Austronesian language family is wild. How could a language family be spoken both in New Zealand and Madagascar blows my mind. At least indo-european is connected by land, but an entire language family that spans thousands of kilometers across sea sounds something straight up from a Tolkien book.
Even before the events of 1492 Indo-European had made it from Iceland (Vinland if you're nasty) to the Maldives.

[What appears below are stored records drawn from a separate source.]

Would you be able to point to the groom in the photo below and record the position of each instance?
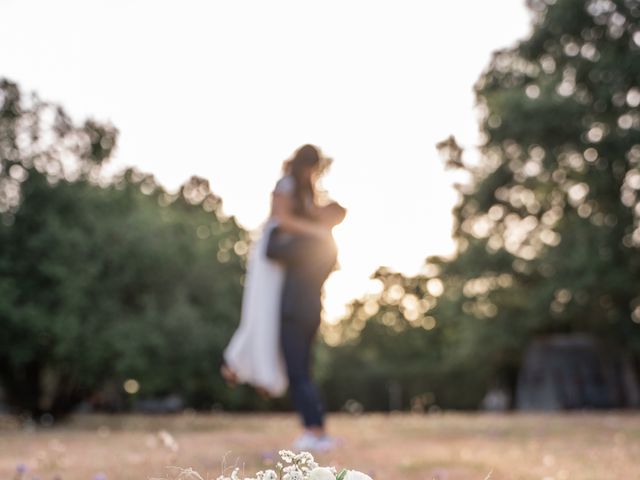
(309, 260)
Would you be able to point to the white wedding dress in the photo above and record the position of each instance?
(254, 353)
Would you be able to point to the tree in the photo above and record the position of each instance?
(103, 281)
(548, 226)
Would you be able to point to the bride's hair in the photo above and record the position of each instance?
(303, 158)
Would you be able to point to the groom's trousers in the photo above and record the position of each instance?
(301, 309)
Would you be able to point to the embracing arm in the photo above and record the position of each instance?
(283, 212)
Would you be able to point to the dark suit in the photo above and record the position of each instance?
(309, 261)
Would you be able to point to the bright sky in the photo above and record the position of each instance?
(228, 89)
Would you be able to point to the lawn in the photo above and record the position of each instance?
(449, 446)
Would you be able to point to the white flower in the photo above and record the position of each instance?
(287, 455)
(270, 475)
(294, 475)
(321, 473)
(356, 475)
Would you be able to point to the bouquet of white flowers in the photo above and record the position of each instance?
(299, 466)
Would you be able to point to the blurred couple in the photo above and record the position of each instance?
(281, 305)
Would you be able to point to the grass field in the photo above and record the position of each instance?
(399, 446)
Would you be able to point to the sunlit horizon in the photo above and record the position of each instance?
(228, 90)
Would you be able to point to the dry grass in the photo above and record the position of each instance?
(445, 446)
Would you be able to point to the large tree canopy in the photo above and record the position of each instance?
(106, 280)
(548, 223)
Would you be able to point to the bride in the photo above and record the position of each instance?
(254, 355)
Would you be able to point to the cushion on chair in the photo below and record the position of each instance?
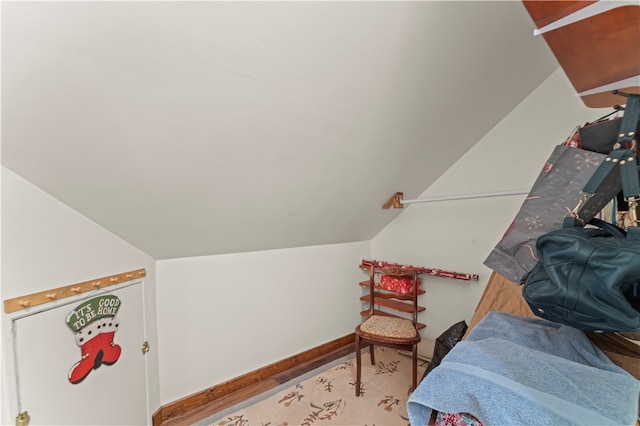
(389, 327)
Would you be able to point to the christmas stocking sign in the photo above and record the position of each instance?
(95, 324)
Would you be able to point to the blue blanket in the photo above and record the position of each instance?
(513, 370)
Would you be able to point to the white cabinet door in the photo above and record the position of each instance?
(112, 393)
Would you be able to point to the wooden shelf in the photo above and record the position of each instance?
(396, 294)
(392, 304)
(379, 312)
(596, 52)
(35, 299)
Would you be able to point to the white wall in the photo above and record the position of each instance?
(458, 235)
(223, 316)
(46, 244)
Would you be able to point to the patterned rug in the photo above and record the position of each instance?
(328, 398)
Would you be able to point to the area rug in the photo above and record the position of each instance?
(328, 398)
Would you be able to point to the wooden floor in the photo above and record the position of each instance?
(230, 400)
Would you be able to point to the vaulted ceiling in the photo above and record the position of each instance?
(196, 128)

For this group of people their major technological advantage was sea travel -- and due to this, other peoples could not actually compete with them. They were the first and only settlers to these islands for quite a while. Shockingly, Africans never colonized Madagascar until relatively recently in history. "There is archaeological evidence that Bantu peoples, agro-pastoralists from East Africa, may have begun migrating to the island as early as the 6th and 7th centuries." https://en.wikipedia.org/wiki/History_of_Madagascar
It doesn't seem significantly more wild than the simpler observation that all these islands are populated by humans. Surely the wild part was that they got there, not that they brought their languages with them.

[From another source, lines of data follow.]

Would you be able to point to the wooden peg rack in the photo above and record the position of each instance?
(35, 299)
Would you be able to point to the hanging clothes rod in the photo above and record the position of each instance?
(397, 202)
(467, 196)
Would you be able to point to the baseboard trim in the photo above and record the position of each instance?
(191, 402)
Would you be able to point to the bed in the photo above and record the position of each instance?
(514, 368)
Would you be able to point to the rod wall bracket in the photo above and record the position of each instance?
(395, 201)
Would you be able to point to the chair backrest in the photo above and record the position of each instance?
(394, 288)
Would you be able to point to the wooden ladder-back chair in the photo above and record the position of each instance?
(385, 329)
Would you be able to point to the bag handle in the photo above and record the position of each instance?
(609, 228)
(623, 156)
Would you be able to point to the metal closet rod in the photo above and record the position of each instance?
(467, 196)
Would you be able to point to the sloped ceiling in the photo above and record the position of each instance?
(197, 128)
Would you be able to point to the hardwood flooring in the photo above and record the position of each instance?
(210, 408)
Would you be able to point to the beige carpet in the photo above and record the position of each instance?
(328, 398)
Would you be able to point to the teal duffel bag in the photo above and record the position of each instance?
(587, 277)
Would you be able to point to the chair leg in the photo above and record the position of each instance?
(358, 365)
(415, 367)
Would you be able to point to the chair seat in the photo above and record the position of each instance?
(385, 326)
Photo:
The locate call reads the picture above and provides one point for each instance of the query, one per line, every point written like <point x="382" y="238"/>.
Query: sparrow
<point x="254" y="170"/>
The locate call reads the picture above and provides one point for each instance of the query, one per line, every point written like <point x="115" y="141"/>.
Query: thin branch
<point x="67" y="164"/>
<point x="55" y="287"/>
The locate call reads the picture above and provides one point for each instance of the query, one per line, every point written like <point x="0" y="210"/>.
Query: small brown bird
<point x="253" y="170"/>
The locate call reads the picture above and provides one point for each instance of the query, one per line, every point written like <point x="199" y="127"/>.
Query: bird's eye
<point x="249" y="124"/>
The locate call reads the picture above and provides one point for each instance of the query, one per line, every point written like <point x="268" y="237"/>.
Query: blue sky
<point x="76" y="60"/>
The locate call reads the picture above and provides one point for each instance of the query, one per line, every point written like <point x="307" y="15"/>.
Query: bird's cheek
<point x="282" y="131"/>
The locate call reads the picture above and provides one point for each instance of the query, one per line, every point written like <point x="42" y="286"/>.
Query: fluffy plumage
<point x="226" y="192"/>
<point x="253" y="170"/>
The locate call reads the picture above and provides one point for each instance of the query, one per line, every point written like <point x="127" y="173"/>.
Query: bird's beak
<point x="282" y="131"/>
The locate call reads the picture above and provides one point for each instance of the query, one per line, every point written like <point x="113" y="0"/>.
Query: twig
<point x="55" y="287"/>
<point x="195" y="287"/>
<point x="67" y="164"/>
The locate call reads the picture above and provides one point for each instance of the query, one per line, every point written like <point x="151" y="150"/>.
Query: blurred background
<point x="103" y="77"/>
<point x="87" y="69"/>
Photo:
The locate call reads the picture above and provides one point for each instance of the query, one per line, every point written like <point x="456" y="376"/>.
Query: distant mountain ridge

From a different perspective, it's not that wild at all - if you go back far enough, there's a decent chance that we all speak languages in the same "language family".

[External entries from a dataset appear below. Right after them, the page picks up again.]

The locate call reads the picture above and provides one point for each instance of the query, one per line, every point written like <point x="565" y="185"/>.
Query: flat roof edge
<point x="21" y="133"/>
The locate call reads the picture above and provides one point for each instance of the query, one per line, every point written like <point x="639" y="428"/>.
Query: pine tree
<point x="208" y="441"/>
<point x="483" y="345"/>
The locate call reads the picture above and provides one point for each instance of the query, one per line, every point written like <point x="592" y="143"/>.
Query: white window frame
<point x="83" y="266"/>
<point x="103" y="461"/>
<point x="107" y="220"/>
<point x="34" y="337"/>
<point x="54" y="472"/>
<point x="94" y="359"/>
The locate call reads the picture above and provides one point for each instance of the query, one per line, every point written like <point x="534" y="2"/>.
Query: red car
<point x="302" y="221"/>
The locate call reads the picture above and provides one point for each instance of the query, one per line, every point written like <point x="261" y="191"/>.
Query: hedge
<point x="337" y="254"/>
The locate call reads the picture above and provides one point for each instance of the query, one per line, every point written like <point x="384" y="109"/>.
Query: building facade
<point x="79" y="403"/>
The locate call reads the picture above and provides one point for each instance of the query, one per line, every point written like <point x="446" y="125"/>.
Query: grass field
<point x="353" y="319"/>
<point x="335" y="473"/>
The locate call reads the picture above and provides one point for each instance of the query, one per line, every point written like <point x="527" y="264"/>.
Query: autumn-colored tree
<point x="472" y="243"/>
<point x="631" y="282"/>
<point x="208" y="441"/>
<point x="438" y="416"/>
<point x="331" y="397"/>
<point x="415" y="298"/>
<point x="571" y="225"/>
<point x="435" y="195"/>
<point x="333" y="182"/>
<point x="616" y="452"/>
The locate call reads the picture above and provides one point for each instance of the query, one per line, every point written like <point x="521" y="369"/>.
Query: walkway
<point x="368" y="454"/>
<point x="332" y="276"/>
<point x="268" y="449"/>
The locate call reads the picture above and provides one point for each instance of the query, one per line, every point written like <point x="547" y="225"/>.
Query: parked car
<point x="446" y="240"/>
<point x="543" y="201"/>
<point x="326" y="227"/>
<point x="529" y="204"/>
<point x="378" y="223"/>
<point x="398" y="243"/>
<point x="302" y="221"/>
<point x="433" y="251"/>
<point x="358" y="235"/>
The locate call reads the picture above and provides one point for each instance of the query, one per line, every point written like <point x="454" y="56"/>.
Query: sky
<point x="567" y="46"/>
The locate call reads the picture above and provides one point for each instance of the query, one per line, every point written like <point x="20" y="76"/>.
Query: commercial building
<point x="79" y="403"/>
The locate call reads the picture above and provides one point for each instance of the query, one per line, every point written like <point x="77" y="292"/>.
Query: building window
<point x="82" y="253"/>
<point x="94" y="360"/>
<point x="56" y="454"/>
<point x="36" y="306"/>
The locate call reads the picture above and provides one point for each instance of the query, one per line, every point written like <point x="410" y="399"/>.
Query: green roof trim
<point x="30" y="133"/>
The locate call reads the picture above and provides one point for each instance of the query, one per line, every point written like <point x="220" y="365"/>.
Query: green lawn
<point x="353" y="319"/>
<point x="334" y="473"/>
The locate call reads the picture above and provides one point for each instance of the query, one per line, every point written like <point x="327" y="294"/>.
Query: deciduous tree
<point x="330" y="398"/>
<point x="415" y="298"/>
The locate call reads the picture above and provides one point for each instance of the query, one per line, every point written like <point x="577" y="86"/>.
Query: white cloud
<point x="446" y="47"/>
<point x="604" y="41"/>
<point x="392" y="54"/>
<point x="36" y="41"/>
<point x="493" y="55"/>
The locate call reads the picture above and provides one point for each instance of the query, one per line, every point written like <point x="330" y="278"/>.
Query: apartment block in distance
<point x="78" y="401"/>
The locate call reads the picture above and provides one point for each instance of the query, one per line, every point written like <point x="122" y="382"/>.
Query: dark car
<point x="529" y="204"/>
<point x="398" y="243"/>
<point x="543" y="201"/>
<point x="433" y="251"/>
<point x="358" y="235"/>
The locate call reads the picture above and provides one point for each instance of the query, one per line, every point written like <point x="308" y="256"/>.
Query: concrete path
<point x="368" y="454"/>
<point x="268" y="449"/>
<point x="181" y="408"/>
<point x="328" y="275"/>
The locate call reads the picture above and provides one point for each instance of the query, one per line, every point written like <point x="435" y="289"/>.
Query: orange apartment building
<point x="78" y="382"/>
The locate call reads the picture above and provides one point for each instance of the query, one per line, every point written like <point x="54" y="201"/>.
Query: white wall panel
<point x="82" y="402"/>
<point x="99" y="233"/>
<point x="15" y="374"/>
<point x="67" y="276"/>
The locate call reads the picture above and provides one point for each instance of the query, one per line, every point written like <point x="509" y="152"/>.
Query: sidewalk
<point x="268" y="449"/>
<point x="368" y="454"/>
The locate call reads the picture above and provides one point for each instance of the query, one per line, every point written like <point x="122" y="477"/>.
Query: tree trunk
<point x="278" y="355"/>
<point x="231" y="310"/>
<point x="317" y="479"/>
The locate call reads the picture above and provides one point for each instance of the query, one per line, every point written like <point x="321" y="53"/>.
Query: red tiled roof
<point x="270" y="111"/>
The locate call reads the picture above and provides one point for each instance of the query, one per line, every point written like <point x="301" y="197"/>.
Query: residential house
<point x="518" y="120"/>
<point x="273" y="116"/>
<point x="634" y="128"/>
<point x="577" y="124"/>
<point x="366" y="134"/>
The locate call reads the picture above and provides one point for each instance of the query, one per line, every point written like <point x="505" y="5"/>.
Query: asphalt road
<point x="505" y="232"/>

After all, being part of the same language family doesn't imply that strong a connection - English resembles, say, Farsi very very little. It just means that "the people who spoke language A at one point split off from the same people who split off to speak language B". From that angle, that the same language family is spoken in New Zealand and Madagascar is roughly as wild as the fact that homo sapiens lives in both places.
What's really wild is that modern linguistics has managed to demonstrate that the Austronesian languages are related across those vast distances and time spans.
It's even wider than that! Austronesian languages are spoken as far north as Taiwan and Vietnam, and as far east as Easter Island.
> Austronesian language family is wild. How could a language family be spoken both in New Zealand and Madagascar blows my mind.
Why? I assume you're familiar with the idea of the same language being spoken in New Zealand and England?
It's worth reflecting on the fact that for most of human history, sea travel is easier and faster than land travel. That's one of the main reasons why major towns and cities are centered on river access.